O profissional é Ricardo Ramos Pereira, condenado em outubro de 2024 a oito anos de prisão em regime fechado pelo crime de estupro de vulnerável. O caso aconteceu em abril de 2022, durante uma consulta médica no hospital municipal de Cobilândia, em Vila Velha, quando uma paciente de 22 anos foi vítima da agressão. Apesar da condenação, a decisão ainda cabe recurso, e o médico nega as acusações.
Condenação motivou novos afastamentos
Esse é o segundo afastamento do médico após a sentença judicial. Em setembro do ano passado, ele já havia sido desligado da Santa Casa de Lavras, em Minas Gerais, onde também exercia a profissão.
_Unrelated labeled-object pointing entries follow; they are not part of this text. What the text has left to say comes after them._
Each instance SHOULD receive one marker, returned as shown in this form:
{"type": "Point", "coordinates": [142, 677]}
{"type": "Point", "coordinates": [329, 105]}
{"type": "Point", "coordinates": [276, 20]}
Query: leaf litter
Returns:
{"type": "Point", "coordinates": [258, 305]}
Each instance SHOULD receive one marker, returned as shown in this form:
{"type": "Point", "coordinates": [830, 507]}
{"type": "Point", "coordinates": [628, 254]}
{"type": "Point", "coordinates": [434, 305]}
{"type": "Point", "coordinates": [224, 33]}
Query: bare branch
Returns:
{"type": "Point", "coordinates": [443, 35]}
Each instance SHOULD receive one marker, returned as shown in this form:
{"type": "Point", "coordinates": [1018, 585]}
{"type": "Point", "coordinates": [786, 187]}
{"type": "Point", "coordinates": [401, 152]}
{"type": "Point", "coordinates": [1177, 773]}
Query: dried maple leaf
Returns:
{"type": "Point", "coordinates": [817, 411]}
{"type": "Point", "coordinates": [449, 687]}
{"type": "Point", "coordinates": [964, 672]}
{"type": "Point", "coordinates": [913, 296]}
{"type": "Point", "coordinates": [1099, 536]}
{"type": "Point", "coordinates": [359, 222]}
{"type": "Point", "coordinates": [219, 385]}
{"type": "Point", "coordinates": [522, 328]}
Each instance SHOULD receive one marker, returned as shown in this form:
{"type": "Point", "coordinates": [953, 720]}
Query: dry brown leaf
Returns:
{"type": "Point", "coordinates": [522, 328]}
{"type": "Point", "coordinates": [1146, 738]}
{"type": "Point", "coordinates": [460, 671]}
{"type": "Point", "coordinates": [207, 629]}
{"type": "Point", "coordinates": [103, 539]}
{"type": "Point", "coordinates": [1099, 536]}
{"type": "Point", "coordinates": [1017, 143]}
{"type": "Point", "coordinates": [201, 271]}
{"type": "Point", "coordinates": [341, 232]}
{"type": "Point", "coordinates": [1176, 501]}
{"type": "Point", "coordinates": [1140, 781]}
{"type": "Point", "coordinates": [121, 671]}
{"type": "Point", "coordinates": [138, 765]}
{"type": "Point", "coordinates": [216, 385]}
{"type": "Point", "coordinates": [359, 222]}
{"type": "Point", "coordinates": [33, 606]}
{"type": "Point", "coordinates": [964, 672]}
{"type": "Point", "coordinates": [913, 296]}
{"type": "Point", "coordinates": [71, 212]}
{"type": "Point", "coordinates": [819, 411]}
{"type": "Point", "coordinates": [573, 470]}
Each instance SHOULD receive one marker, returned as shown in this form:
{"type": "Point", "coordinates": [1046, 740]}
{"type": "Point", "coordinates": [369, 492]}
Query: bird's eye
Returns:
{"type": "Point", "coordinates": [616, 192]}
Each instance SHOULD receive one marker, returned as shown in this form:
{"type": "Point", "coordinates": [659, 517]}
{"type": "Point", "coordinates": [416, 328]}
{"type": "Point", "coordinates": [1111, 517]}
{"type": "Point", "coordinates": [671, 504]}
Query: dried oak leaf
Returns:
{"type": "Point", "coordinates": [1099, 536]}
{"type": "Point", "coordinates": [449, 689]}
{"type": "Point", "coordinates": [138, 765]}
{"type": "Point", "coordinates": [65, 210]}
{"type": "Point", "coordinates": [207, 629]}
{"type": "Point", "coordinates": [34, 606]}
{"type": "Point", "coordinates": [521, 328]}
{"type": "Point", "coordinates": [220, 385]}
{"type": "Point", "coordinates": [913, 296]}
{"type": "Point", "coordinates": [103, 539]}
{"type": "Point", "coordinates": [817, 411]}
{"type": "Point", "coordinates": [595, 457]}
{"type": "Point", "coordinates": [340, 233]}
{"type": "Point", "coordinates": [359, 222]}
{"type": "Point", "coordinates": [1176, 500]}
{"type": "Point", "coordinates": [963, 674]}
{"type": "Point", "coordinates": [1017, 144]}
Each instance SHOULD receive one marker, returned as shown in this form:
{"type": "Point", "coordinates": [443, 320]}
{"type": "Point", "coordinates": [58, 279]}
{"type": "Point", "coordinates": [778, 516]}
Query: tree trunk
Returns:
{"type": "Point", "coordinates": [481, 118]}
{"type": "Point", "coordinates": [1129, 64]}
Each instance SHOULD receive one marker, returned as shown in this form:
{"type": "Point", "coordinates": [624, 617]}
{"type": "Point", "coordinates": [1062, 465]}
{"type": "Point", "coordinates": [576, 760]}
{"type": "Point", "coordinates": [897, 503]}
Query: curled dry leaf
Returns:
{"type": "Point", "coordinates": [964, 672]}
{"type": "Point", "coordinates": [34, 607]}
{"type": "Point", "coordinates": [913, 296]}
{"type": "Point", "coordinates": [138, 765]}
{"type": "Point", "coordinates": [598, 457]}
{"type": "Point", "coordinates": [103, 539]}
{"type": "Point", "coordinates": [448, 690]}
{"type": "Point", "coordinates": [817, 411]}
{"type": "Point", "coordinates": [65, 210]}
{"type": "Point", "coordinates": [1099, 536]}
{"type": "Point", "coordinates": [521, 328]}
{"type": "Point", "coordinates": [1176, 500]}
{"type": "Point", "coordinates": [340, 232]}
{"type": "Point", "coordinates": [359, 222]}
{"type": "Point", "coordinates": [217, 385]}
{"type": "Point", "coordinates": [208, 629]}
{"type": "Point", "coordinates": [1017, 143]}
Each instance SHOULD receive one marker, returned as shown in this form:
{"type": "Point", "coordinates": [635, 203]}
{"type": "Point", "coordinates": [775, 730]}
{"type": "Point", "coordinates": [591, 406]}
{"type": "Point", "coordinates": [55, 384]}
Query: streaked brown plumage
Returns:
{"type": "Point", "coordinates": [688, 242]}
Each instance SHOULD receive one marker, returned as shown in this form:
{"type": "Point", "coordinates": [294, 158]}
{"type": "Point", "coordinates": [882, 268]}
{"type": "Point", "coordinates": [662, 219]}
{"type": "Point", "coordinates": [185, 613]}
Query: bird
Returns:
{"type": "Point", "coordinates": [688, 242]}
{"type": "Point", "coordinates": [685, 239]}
As informações foram divulgadas pelo G1 Bahia.
Em nota oficial, a Santa Casa de Itabuna afirmou que exige, durante o processo de contratação, a apresentação de atestado de antecedentes éticos emitido pelo Conselho Regional de Medicina da Bahia (Cremeb). Segundo a instituição, o documento entregue pelo profissional não apontava impedimento para o exercício da atividade médica no momento da admissão.
O caso reacende o debate sobre os critérios de contratação e fiscalização de profissionais da saúde com condenações judiciais em andamento, especialmente em áreas sensíveis como a ginecologia e obstetrícia.